Step 4 - Divide the main pulmonary artery
Carefully remove adipose tissue anterior to the left main pulmonary artery in the peripheral direction to reach the arterial sheath. Dissect the sheath circumferentially. Tape around the main pulmonary artery and clamp the central side with DeBakey forceps. Fire the stapler to divide the main pulmonary artery.
Step 5 - Division of the main bronchus
Dissect connective tissue and lymph nodes around the left main bronchus. Tape and divide around the 3rd cartilage ring from the carina. Place a TA stapler, resect the main bronchus, and use 2-0 Prolene for introversion suturing.
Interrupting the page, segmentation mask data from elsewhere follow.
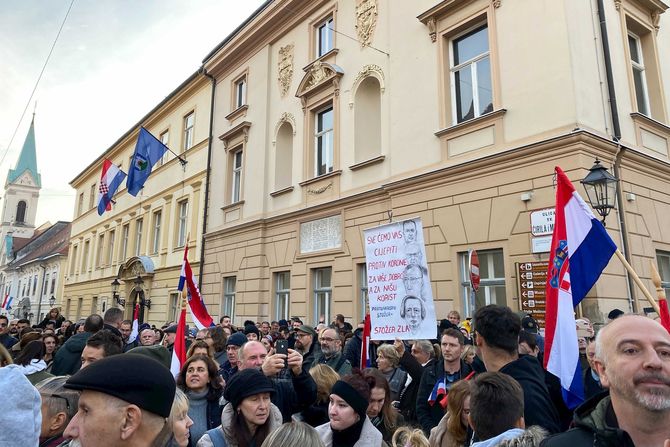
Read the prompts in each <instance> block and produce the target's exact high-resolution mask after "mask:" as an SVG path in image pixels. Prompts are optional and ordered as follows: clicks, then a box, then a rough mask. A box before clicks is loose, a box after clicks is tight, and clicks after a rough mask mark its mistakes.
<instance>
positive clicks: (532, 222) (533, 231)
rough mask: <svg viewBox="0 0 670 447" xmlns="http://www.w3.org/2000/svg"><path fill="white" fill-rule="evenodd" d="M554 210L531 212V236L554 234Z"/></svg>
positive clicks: (537, 235) (547, 209)
mask: <svg viewBox="0 0 670 447" xmlns="http://www.w3.org/2000/svg"><path fill="white" fill-rule="evenodd" d="M555 215H556V212H555V210H554V208H544V209H541V210H536V211H531V213H530V232H531V234H532V235H533V236H547V235H550V234H552V233H553V232H554V217H555Z"/></svg>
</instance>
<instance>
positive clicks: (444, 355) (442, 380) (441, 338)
mask: <svg viewBox="0 0 670 447" xmlns="http://www.w3.org/2000/svg"><path fill="white" fill-rule="evenodd" d="M464 345H465V338H464V337H463V334H462V333H461V331H459V330H458V329H453V328H451V329H447V330H445V331H444V333H443V334H442V337H441V339H440V348H441V350H442V359H441V361H439V360H438V361H436V362H435V363H434V364H433V365H432V366H431V367H428V368H426V369H425V370H424V371H423V374H422V376H421V383H420V384H419V391H418V392H417V395H416V415H417V418H418V420H419V424H420V425H421V428H422V429H423V431H424V433H426V435H428V434H430V429H431V428H433V427H435V426H436V425H437V424H438V423H439V422H440V419H442V417H443V416H444V412H445V408H446V402H447V401H446V399H447V394H448V393H449V388H451V386H452V385H453V384H454V383H455V382H457V381H459V380H462V379H467V378H468V377H469V376H470V375H471V373H472V372H473V371H472V368H470V365H468V364H467V363H465V362H464V361H463V360H461V354H462V353H463V346H464ZM440 384H443V385H444V386H443V387H442V386H440ZM443 390H446V393H444V392H443ZM433 391H435V392H434V393H433Z"/></svg>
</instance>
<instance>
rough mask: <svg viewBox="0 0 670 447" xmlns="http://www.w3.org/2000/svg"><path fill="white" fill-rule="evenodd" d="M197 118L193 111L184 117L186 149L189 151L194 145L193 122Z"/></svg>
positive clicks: (184, 136)
mask: <svg viewBox="0 0 670 447" xmlns="http://www.w3.org/2000/svg"><path fill="white" fill-rule="evenodd" d="M194 120H195V113H194V112H191V113H189V114H188V115H186V116H185V117H184V147H183V148H184V151H187V150H189V149H190V148H191V146H193V122H194Z"/></svg>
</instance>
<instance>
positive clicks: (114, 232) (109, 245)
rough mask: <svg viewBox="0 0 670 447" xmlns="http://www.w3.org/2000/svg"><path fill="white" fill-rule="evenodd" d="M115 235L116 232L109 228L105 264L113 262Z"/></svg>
mask: <svg viewBox="0 0 670 447" xmlns="http://www.w3.org/2000/svg"><path fill="white" fill-rule="evenodd" d="M115 235H116V232H115V231H114V230H111V231H110V232H109V236H108V238H107V250H108V252H107V264H108V265H112V263H113V262H114V236H115Z"/></svg>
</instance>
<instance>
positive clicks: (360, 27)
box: [356, 0, 377, 48]
mask: <svg viewBox="0 0 670 447" xmlns="http://www.w3.org/2000/svg"><path fill="white" fill-rule="evenodd" d="M376 26H377V0H359V1H358V4H357V5H356V33H357V34H358V42H359V43H360V44H361V48H365V47H367V46H368V45H370V43H371V42H372V37H373V35H374V33H375V27H376Z"/></svg>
Chest Closure and Postoperative Drainage
- After specimen removal, the bronchial stump is tested for air leak underwater.
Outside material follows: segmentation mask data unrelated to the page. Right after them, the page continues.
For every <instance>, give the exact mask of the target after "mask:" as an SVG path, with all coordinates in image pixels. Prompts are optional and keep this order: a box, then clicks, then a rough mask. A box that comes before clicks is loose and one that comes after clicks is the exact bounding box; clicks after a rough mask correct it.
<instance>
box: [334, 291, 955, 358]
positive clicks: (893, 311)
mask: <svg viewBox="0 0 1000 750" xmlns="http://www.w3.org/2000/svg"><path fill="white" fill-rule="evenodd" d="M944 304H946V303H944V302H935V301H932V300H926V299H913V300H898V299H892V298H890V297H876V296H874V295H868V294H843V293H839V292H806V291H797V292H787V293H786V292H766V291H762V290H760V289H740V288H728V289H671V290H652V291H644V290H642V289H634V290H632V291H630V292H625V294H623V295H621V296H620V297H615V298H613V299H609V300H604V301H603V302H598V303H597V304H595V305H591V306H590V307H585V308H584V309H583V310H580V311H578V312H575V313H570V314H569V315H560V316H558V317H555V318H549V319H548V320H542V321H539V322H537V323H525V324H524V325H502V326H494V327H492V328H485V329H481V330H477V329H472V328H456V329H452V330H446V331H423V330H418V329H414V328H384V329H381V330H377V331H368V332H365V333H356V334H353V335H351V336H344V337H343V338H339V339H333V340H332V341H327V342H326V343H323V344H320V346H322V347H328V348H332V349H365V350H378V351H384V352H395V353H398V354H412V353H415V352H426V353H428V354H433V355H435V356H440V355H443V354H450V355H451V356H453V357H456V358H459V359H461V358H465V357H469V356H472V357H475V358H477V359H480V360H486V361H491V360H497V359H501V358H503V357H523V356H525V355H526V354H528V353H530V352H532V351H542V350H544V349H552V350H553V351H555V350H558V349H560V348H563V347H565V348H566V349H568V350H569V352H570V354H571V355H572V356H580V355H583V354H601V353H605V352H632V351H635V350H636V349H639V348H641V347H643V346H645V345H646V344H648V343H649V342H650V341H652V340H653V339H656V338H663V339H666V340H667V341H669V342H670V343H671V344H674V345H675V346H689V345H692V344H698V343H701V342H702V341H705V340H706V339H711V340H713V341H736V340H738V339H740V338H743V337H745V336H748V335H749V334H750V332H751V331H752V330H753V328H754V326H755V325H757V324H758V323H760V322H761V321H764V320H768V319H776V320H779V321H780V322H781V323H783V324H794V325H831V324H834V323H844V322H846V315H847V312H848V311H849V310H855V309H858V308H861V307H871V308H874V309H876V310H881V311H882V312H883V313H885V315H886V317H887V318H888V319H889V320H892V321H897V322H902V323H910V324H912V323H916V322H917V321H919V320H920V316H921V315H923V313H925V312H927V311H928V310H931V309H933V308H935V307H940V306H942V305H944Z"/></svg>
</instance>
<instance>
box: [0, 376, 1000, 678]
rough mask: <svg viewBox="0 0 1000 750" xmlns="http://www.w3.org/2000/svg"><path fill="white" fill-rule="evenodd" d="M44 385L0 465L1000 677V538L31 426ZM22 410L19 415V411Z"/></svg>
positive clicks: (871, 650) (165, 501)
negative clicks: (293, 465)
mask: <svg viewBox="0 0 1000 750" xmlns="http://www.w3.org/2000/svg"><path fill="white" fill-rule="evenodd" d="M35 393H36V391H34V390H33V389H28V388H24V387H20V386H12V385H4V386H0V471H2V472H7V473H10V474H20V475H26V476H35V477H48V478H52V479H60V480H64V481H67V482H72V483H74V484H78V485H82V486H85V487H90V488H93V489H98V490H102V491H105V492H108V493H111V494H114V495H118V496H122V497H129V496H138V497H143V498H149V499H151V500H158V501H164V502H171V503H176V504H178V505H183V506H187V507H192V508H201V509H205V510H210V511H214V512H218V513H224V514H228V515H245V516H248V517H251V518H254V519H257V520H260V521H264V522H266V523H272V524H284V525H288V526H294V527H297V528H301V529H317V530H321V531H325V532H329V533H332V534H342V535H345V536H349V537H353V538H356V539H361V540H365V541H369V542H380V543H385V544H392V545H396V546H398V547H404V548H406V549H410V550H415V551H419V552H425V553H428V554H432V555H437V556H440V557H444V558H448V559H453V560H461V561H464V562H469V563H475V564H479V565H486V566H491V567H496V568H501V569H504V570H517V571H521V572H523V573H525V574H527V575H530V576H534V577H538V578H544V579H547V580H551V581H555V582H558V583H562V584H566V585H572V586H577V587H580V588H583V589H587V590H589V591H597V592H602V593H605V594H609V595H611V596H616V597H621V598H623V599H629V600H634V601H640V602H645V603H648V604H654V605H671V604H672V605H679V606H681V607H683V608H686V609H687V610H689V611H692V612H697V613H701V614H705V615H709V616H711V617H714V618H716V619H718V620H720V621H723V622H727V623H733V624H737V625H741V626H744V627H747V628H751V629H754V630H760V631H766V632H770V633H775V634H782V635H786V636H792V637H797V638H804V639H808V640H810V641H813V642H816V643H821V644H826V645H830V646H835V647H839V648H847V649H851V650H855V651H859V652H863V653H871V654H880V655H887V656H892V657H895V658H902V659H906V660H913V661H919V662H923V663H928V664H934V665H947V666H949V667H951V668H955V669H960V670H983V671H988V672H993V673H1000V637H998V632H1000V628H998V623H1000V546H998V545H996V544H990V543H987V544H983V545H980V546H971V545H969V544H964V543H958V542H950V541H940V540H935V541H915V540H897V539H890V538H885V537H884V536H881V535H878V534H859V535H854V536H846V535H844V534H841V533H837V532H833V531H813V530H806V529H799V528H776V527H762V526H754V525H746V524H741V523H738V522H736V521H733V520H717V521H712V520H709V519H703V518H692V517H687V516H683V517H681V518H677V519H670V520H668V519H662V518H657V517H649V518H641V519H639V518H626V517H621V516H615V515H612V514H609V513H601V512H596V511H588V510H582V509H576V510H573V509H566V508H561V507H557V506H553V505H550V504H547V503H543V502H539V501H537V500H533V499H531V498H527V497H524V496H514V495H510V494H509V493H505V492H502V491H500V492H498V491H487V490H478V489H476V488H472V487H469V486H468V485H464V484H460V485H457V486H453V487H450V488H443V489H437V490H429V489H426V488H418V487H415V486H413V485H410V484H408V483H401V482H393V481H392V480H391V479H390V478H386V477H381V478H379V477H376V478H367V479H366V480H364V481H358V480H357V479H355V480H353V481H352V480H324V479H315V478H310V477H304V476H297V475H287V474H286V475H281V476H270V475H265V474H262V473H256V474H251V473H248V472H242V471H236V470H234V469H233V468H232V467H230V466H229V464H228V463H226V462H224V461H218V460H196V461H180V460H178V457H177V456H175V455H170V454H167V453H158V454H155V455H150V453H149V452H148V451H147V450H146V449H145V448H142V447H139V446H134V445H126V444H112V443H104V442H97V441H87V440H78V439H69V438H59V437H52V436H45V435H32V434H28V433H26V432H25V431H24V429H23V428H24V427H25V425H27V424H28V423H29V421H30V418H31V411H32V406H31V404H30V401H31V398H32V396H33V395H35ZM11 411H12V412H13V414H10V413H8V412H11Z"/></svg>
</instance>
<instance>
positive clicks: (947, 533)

- The pericardium is inspected; if opened (e.g., for intrapericardial vessel ligation), it is partially reapproximated to prevent cardiac herniation. A pericardial patch may be needed if the defect is large.
- The thoracic cavity is irrigated and a chest drain is placed (often with a balanced drainage system - no suction, to avoid mediastinal shift).
- The thoracotomy is closed in layers: intercostal muscles, serratus anterior, latissimus dorsi, subcutaneous tissue, skin.
Key Technical Points
| Issue | Principle |
|---|
| Bronchial stump division level | 3rd cartilage ring from carina (zero position) |
| Stapler orientation | TA stapler in Sweet direction |
| Stump reinforcement | 2-0 Prolene, membranous portion folded inward (introversion) |
| Phrenic nerve | Identify and preserve on pericardium to avoid paradoxical diaphragm motion |
| Left PA injury | Limited working space - clamp access from between aorta and SVC if needed on right; left PA is short so extra care required |
| Lymph node dissection | Stations 7, 10, 12 are routinely cleared (mandatory in cancer surgery) |
| Post-resection drainage | Balanced drainage, no suction - risk of mediastinal shift and cardiac herniation with suction |
Indications (Summary)
Right pneumonectomy: Tumors of middle or lower lobe with station 11s (superior interlobar) lymph node involvement and bronchial wall invasion, or large central tumors with extensive proximal pulmonary artery infiltration.
Left pneumonectomy: Centrally located tumors with significant proximal pulmonary artery infiltration, or lower lobe tumors with station 11 (interlobar) lymph node metastasis and pulmonary artery invasion at the fissure.